IF THE PLANET CONTINUES TO WARM AT CURRENT RATES, SCIENTISTS PROJECT THE LIKELIHOOD OF A MEGADROUGHT IN THE SOUTHWEST WILL INCREASE TO ABOVE 70 PERCENT. WE’RE SIMPLY NOT PREPARED.

“This is absolutely abysmal,” David Gutzler said in March 2018, speaking to an auditorium full of US and Mexican water engineers and hydrologists in El Paso, Texas. He was talking about the state of the snow in Colorado at the time, the snow that would melt and feed the Rio Grande in summer.
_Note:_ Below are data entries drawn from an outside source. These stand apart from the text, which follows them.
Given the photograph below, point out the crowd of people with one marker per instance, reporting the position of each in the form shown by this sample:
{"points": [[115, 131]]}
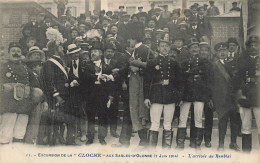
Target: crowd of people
{"points": [[65, 74]]}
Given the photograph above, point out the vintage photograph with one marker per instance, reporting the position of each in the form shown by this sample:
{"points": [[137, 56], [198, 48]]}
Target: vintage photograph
{"points": [[129, 81]]}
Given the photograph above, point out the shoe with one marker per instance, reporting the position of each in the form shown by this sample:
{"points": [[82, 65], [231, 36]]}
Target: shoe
{"points": [[83, 138], [221, 147], [246, 143], [167, 139], [18, 140], [234, 146], [180, 139], [153, 138], [120, 145], [71, 142], [90, 141], [199, 137], [143, 137], [102, 142], [61, 139], [114, 134], [208, 144], [192, 144], [4, 143]]}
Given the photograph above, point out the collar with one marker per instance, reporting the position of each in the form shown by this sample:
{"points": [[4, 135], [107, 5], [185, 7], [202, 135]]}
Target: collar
{"points": [[56, 56], [222, 61], [194, 27], [163, 55], [253, 57], [107, 60], [77, 61], [138, 45], [98, 62], [128, 52]]}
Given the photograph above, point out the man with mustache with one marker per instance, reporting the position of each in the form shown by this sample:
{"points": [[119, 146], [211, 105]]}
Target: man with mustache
{"points": [[248, 79], [195, 91], [17, 96], [222, 88]]}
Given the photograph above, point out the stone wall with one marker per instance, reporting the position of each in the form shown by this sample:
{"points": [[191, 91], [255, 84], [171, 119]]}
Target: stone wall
{"points": [[13, 16], [223, 28]]}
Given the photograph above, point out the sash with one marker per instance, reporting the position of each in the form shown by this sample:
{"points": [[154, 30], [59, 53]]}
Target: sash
{"points": [[223, 71], [59, 65]]}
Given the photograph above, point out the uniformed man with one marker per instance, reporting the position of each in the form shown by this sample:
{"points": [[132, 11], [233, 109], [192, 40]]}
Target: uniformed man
{"points": [[222, 88], [137, 63], [212, 10], [100, 80], [205, 54], [195, 77], [56, 87], [249, 75], [74, 74], [162, 90], [18, 97]]}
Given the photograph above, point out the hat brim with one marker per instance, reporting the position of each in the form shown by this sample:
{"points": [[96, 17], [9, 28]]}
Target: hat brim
{"points": [[193, 44], [74, 51], [36, 51], [160, 41]]}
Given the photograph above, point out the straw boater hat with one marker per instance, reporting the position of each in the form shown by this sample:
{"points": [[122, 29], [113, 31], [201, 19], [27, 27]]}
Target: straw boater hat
{"points": [[72, 48], [36, 49]]}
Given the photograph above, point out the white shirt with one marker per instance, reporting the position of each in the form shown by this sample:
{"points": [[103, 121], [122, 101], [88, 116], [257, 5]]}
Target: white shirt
{"points": [[138, 44], [107, 61], [163, 55], [194, 27], [222, 61], [75, 70], [231, 54], [98, 64], [157, 17]]}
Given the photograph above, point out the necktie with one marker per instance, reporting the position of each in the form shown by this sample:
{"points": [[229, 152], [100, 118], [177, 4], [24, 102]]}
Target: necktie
{"points": [[74, 64]]}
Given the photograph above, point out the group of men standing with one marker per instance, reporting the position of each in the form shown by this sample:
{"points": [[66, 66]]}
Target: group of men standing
{"points": [[174, 74]]}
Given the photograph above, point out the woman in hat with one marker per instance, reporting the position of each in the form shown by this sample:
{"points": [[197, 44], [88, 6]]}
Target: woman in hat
{"points": [[35, 132], [18, 96]]}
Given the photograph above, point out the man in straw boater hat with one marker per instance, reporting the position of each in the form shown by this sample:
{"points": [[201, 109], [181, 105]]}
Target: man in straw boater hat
{"points": [[195, 92], [75, 72], [205, 55], [222, 89], [56, 87], [18, 96], [35, 132], [99, 79], [249, 75], [162, 91]]}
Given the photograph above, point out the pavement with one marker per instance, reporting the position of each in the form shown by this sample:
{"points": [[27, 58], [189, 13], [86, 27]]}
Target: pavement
{"points": [[18, 152]]}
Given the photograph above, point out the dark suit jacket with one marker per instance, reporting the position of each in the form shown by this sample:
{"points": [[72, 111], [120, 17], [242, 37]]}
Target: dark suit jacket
{"points": [[248, 68], [222, 90], [157, 70], [194, 32], [98, 93], [195, 88], [204, 26], [173, 28], [54, 79]]}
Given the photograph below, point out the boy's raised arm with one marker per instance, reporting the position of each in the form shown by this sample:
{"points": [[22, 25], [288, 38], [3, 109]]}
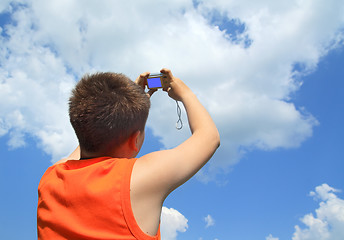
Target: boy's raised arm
{"points": [[159, 173]]}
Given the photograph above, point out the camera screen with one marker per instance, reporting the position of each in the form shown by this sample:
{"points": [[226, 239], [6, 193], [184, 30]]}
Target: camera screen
{"points": [[154, 82]]}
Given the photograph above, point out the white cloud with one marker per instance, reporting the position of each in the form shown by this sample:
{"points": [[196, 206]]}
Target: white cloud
{"points": [[247, 89], [328, 222], [209, 220], [270, 237], [172, 222]]}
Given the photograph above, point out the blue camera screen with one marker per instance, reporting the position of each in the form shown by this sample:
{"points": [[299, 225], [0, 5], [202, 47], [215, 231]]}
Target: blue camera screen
{"points": [[154, 82]]}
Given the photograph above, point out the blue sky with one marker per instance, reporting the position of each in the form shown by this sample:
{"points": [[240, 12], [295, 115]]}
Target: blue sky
{"points": [[269, 73]]}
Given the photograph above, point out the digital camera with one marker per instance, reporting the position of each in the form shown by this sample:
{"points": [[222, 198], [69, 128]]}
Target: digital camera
{"points": [[156, 80]]}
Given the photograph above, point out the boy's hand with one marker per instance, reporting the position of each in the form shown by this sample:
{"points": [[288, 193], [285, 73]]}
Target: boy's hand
{"points": [[176, 88], [142, 82]]}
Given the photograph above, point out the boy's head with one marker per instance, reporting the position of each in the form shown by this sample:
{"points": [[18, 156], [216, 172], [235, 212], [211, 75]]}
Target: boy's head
{"points": [[106, 108]]}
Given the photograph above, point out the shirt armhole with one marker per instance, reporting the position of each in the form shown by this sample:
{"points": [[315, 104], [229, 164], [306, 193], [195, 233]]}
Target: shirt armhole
{"points": [[126, 205]]}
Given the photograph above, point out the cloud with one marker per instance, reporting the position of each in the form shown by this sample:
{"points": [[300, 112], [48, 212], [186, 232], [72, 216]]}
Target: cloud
{"points": [[328, 222], [172, 222], [209, 220], [244, 77], [270, 237]]}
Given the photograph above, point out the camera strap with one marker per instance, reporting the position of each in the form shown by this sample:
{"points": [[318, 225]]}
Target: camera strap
{"points": [[179, 123]]}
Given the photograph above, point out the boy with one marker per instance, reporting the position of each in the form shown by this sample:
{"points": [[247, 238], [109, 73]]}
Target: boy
{"points": [[101, 191]]}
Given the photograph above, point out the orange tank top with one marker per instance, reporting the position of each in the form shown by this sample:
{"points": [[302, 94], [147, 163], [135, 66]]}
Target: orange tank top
{"points": [[88, 199]]}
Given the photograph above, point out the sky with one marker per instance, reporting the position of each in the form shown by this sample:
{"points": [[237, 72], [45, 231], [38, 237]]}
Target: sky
{"points": [[269, 72]]}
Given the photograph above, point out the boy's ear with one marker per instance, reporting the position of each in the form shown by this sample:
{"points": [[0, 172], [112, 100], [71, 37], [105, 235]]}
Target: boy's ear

There wasn’t enough.

The University of New Mexico climate scientist pointed to a slide showing a chart of year-to-year levels of the snowpack that sustains the upper half of the Rio Grande, which snakes through New Mexico before turning south to become the border between Texas and Mexico for 1,250 miles (2,011 km) all the way to the Gulf. “There is essentially zero chance that we will obtain anything close to average snowpack this year,” he said.

Gutzler turned out to be right. The snowpack measurement taken a few weeks later, on April 1—traditionally used as a proxy for the region’s anticipated water supply for the coming summer—was at just 48% of where it should have been (pdf). By May, some stretches of the upper Rio Grande that normally don’t run dry until August were already desiccated. Southern New Mexico, the part of the state fed by Rio Grande water, would have to depend entirely on water stored in reservoirs to make it through the summer.

That’s what the reservoir water is for, of course. It’s an emergency stash, to get through bad drought years. But what if the drought lasts a second year—or five more?

“We are eating into our savings at a very rapid clip,” Gutzler said in late May. “If something like this happens again next winter, then we’ll be in big trouble.”

As the summer progressed, farmers along parched parts of the Rio Grande had to call in their stored water rights to get through the growing season, since their canals from the river were running dry. The Elephant Butte reservoir, by far the largest reservoir on the upper Rio Grande, was just 6% full at time of publication—down from 24% full six months prior.